Steven: May Not Be Tunnel, Present Bridge Safe


Steven Joyce says he has not yet formed a view on whether a tunnel or a bridge is mostclosed appropriate for Auckland’s next crossing.

NZTA today revealed it favours a tunnel but the minister of transport says he has not yet made up his mind.

As to when we might start work on something, the minister  said: “It is my current expectation that construction will largely occur in the second half of the twenty year period.”

He’s satisfied that the NZTA is monitoring the situation closely to ensure the existing Harbour Bridge remains a strong, safe and viable link into the future.  “Regular and routine maintenance will ensure this continues to be the case.

“In parallel to this, planning is now moving up a gear for the third harbour crossing which will in time relieve much of the pressure on the existing harbour bridge.”

The transport minister says building a third harbour crossing will be a key transport priority for the government in the soon-to-be-released 20-year infrastructure plan.

“It’s my expectation that the third harbour crossing will increase the number of lanes across the harbour and also allow for public transport corridors and walking and cycling.”

Among other reaction: The Auckland Business Forum Chairman Michael Barnett called for urgent moves in the light of the NZTA revelations and says Auckland needs a firm work programme as soon as possible.

“We need to stop procrastinating. We need to get our funding options sorted and get on with it. Like any second hand car, the bridge repair bills are getting to a point where we must look at a replacement as soon as possible”.Mr Barnett thinks today’s news doesn’t portray Auckland as a forward-looking region that plans strategically for the needs of a growing city and its commercial and freight traffic.
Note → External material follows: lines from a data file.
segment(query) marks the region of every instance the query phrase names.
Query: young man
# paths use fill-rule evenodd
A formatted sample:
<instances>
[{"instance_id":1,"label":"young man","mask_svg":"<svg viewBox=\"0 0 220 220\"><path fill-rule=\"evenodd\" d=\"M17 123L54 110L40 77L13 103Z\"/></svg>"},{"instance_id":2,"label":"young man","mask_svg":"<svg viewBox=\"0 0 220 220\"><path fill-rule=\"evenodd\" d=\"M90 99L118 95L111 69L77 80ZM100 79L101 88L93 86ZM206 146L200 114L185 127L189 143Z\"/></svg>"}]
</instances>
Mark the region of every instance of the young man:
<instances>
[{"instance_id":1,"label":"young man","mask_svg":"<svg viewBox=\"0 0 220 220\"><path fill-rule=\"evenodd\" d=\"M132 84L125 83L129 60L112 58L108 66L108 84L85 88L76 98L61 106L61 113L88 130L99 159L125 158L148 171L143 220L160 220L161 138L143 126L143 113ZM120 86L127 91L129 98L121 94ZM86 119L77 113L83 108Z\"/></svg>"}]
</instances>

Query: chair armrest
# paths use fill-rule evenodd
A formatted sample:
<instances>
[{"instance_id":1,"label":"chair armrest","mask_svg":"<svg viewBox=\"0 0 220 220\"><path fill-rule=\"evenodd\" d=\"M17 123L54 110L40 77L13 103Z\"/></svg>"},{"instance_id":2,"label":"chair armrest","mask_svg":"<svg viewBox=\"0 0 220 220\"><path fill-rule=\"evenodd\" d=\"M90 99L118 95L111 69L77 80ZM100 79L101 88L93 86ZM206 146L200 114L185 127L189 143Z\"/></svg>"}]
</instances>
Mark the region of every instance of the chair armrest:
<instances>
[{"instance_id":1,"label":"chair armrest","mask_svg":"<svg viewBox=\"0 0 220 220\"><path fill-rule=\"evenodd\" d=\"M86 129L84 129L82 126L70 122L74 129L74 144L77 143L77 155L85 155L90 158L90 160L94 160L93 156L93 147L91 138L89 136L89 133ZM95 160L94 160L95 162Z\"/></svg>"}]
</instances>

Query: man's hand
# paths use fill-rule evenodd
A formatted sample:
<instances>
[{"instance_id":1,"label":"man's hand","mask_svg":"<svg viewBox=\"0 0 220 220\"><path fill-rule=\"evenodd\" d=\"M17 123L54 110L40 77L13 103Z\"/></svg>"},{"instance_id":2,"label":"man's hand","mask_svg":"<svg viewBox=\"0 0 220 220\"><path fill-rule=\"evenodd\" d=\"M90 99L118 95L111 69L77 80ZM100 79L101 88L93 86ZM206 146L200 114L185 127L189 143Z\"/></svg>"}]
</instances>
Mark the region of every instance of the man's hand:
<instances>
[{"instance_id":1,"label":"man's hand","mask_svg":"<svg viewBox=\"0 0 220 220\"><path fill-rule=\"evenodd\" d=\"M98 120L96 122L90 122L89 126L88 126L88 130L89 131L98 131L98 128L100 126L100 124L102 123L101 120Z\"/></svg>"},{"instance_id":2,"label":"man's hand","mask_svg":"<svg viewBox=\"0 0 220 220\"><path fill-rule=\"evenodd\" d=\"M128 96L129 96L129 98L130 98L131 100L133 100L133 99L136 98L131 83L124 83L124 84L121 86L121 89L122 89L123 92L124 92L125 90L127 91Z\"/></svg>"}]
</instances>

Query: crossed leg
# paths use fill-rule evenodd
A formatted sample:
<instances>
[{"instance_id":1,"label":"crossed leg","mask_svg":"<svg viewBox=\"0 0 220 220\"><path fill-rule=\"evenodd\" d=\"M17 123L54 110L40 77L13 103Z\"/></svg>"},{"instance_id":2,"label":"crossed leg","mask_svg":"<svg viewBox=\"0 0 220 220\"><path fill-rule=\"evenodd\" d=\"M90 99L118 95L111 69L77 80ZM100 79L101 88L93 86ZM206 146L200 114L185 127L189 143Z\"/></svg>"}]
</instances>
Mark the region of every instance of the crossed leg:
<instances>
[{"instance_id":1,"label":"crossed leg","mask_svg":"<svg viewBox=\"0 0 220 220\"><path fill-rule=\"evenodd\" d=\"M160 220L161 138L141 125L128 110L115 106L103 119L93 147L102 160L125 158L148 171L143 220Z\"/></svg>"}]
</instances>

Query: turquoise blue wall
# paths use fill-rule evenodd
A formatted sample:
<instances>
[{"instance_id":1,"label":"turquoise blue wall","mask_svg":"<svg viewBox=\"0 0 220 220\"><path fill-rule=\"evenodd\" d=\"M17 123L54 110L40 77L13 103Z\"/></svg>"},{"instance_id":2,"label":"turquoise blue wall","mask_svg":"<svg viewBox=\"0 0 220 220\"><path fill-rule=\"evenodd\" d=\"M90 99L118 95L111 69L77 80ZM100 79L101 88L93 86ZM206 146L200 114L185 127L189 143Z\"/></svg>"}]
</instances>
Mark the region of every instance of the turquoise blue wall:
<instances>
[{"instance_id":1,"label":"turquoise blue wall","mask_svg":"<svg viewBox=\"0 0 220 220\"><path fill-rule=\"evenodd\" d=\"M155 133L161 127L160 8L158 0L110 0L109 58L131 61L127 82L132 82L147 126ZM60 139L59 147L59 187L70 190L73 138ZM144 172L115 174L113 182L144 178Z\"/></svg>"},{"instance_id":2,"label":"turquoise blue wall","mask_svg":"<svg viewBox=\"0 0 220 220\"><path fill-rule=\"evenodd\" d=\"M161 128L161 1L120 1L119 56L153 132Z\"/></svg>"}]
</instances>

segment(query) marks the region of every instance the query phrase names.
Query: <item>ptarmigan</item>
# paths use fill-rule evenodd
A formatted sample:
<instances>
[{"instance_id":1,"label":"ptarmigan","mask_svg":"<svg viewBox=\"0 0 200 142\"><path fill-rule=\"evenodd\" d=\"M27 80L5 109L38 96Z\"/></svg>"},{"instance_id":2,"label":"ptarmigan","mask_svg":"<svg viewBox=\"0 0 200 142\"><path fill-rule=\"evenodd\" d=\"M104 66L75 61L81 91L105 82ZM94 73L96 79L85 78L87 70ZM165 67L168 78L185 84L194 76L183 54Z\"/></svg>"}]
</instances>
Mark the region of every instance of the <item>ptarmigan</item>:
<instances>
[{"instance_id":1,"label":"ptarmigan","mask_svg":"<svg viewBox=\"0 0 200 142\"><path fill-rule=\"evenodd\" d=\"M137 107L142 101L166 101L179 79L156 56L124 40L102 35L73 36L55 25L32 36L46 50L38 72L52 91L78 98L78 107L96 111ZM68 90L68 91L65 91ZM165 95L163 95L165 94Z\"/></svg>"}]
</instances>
The group calling for construction of the new bridge to begin by 2015, to commemorate the ANZAC Day centenary,  pushed for a bridge.

“A bridge would be significantly cheaper than a tunnel and only a bridge could be an iconic structure for Auckland,” said spokesman Richard Simpson. “What’s more, our concept design for the ANZAC Centenary Bridge would carry more cars and trucks than the alternative - a combination of the existing bridge and a tunnel - and would provide for rail, cyclists and pedestrians. It is undoubtedly the best option in economic, environmental, and social terms.”
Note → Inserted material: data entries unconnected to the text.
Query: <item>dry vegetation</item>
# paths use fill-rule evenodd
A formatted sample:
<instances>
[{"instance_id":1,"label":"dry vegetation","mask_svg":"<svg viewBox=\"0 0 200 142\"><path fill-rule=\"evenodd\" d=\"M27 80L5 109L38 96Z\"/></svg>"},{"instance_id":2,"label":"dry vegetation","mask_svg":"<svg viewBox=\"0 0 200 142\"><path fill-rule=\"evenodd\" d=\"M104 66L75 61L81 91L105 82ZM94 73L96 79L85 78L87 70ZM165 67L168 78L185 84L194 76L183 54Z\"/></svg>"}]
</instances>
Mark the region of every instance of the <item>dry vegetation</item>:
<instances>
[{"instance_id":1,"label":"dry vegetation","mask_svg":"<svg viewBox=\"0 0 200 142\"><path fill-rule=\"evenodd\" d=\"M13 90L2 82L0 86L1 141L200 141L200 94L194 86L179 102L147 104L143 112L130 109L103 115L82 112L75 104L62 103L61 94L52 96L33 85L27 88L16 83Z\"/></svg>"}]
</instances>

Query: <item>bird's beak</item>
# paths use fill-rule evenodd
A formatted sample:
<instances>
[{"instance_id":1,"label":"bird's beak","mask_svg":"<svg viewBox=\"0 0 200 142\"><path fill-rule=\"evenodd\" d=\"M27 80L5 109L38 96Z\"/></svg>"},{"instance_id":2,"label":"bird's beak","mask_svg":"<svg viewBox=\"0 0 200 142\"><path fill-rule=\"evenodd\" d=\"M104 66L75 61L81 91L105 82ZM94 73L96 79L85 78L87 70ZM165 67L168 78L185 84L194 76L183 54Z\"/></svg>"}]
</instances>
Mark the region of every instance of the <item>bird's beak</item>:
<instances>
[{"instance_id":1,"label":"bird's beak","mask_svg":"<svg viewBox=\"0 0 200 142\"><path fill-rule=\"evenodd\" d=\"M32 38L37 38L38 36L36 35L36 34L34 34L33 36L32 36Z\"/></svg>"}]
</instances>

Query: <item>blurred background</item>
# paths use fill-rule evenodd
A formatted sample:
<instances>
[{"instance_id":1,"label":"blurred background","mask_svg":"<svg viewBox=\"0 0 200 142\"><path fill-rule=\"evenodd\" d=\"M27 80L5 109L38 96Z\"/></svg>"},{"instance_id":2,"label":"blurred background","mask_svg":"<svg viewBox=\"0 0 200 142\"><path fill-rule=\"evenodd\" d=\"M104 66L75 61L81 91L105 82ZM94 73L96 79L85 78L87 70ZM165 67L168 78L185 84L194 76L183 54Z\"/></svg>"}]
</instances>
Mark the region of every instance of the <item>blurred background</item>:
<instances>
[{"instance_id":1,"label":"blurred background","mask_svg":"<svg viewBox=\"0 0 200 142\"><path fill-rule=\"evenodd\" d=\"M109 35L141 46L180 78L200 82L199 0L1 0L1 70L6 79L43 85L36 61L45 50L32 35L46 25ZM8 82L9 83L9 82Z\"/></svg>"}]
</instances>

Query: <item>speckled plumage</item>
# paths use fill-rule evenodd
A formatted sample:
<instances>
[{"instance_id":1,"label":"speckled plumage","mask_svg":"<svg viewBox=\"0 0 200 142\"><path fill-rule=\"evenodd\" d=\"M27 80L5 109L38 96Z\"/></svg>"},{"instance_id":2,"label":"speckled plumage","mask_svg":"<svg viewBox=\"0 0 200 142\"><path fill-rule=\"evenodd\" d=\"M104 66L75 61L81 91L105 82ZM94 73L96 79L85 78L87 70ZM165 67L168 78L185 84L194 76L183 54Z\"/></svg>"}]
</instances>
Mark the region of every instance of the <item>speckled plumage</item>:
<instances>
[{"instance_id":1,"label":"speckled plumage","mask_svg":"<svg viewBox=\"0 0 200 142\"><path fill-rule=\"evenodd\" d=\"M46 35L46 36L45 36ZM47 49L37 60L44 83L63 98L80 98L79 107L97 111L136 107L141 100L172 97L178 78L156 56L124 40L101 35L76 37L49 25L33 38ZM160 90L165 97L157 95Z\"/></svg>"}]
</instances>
The ANZAC Centenary Bridge Group consists of a number of local companies, including NZ Steel, Mainzeal, Aspec Properties, Davis Langdon, and Jasmax. The concept  has been endorsed by organisations such as the Returned Services’ Association, the Heavy Engineering Research Association and Heart of the City, and it says it has received guidance on financial and technical matters from leading international consulting firms.

Simpson says people “will only support a tunnel if they don’t have any details about cost or capacity. As soon as they receive facts, they change their mind.”
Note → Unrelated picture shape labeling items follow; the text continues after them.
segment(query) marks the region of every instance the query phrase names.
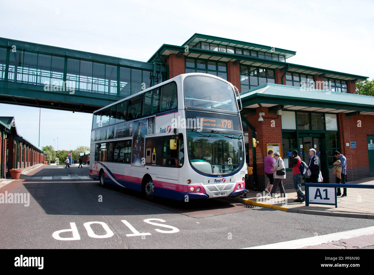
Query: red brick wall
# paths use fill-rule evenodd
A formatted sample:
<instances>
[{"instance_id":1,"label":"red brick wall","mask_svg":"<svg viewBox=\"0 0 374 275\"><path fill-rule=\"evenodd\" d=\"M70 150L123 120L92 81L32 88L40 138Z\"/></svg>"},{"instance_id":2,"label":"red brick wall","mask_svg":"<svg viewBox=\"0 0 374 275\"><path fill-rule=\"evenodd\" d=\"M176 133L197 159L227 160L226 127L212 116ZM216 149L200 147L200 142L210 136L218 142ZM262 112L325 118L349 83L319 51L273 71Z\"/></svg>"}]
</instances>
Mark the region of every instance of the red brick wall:
<instances>
[{"instance_id":1,"label":"red brick wall","mask_svg":"<svg viewBox=\"0 0 374 275\"><path fill-rule=\"evenodd\" d=\"M231 61L227 62L227 81L237 88L239 92L240 92L239 63L234 65Z\"/></svg>"},{"instance_id":2,"label":"red brick wall","mask_svg":"<svg viewBox=\"0 0 374 275\"><path fill-rule=\"evenodd\" d=\"M346 118L345 113L338 114L340 133L340 153L347 158L347 169L369 167L367 135L374 135L374 116L359 115ZM361 127L357 126L361 120ZM355 141L356 148L351 149L346 143Z\"/></svg>"},{"instance_id":3,"label":"red brick wall","mask_svg":"<svg viewBox=\"0 0 374 275\"><path fill-rule=\"evenodd\" d=\"M282 84L282 76L284 73L284 70L275 69L275 84ZM283 77L283 85L286 85L286 75Z\"/></svg>"},{"instance_id":4,"label":"red brick wall","mask_svg":"<svg viewBox=\"0 0 374 275\"><path fill-rule=\"evenodd\" d=\"M265 113L263 116L264 121L262 122L258 121L258 114L260 112ZM278 118L276 118L278 116ZM257 163L257 171L258 175L265 175L264 171L264 159L267 155L266 151L266 143L280 143L280 144L281 156L282 156L282 123L280 116L277 116L275 114L269 114L267 108L262 107L256 109L256 114L247 115L248 121L255 128L255 131L257 134L257 140L259 142L256 147L256 158ZM271 126L272 120L274 120L275 127ZM249 147L251 147L251 142L249 141ZM252 152L249 154L251 159L250 163L252 163Z\"/></svg>"},{"instance_id":5,"label":"red brick wall","mask_svg":"<svg viewBox=\"0 0 374 275\"><path fill-rule=\"evenodd\" d=\"M15 166L15 143L13 141L13 137L10 135L8 135L8 169L10 170L13 168L16 168ZM13 152L13 151L14 151Z\"/></svg>"},{"instance_id":6,"label":"red brick wall","mask_svg":"<svg viewBox=\"0 0 374 275\"><path fill-rule=\"evenodd\" d=\"M315 89L319 89L319 90L324 89L324 86L322 83L323 83L324 77L321 76L318 74L314 75L314 82Z\"/></svg>"},{"instance_id":7,"label":"red brick wall","mask_svg":"<svg viewBox=\"0 0 374 275\"><path fill-rule=\"evenodd\" d=\"M350 94L356 94L356 83L354 81L349 80L347 82L347 86L348 89L348 92Z\"/></svg>"},{"instance_id":8,"label":"red brick wall","mask_svg":"<svg viewBox=\"0 0 374 275\"><path fill-rule=\"evenodd\" d=\"M166 62L169 65L169 79L185 73L184 55L177 57L176 54L171 54L166 59Z\"/></svg>"}]
</instances>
But  the NZTA said today a tunnel was estimated to be around $600m cheaper than a bridge, which was estimated to be around $3b but the agency emphasised it was difficult to be precise at this stage. It did say an advantage with a tunnel is that parts could be built separately at different times, such as a road then rail tunnel whereas a bridge needed to have all components in the one structure. The estimates were based on NZTA’s preferred Tank Farm, Esmonde Rd alignment.




  1. rtc says:

    For once I agree with Joyce in that construction shouldn’t start on anything for around 15 years - that way we’ll have seen the back of Joyce and any crossng will likely be highly skewed towards rail.